Sunday, November 15, 2009

"Water Walk" Composistion (January 1960)


At the time of performing this magnificent piece, John Cage was teaching Expierimental Composistion at New York City's New School and was without a doubt one of the biggest controversial music composers in his time. Hes is greatly known for his philosophies and expierimentations with sound and to me is just a beautiful being with a passion for testing the limitations and possibilities of sound.

When I first viewed this video of Cage performing "Water Walk'', as he went through the long list of "instruments" ranging from a water pitcher, a bathtub, piano,iron pipe, bottle of wine, ice cubes, 5 radios and many more that were going to be used in his composistion, I was at first shocked and kind of doubtful o f what this was going to turn out to sound like and whether this was going to even remotely relate to what i refer to as music. When I think of music i think melody, rythym, tempo, chorus, on key, smooth flowing transistions and a theme. At first I felt that "Water Walks" lacked all of these and was simply just a slob of random noises and disjunctioned sounds lapping eachother for three minutes. But as i viewed it the next few time I slowly began to understand where Cage was coming from. Now just like what i do in a fashion with my progressive/minimal electronic music productions, I mix and tweak parameters of various sounds varying all over from synth high hats, deep soft pads, ambient lifting leads, world drums, grinding syncipated oscillators and various other digitally composed and engineered sounds that mimic such familiar sounds. i.e. cowbell,tapping on a glass bottle, door knock etc., Cage was applying the same basics. Only his is a more primitive technique. I kind of saw his act like the worlds first DJ performance.

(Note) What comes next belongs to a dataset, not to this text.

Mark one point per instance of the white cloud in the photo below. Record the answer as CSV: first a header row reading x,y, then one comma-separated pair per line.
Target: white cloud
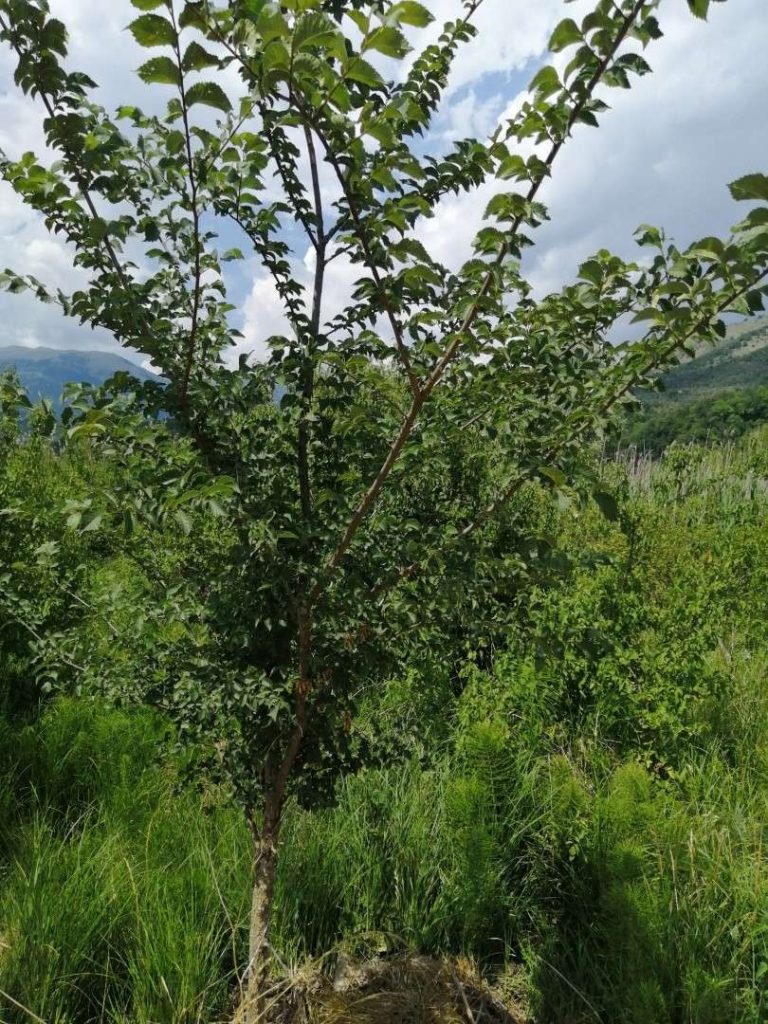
x,y
663,155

Cage remains on a choreographed time with his stopwatch in his piece and initiates sound at no given random time but on a scheduled exact moment that he planned. So no sound initiated is accidental. So to a certain degree there is a element of order and song architecture in his work, its just a very minimal but sufficent use of this key characteristic that defines what music is.
In this work i also noted that the objects he was using were all "found objects" or "readymade" objects or average things that you or I would have been familiar with in those days. This of course immeadiately linked my thoughts to the dada time period in visual art such as Robert Roshenbergs monogram assemblage which was compiled of various found objects including a goat,tire, and a painting.

So, in whole I believe Cage was demonstrating a primitive form of sound mixing and expierimentation and combing his values of conceptual art with sound and just pushing the boundaries of music.This piece soley, greatly influenced the world of music that we hear today. His expierimentation of the simple readymade sounds in this piece are the brilliant pioneering efforts that I believe are taken for granted in music that is so widely popular in all genres of music that we hear today.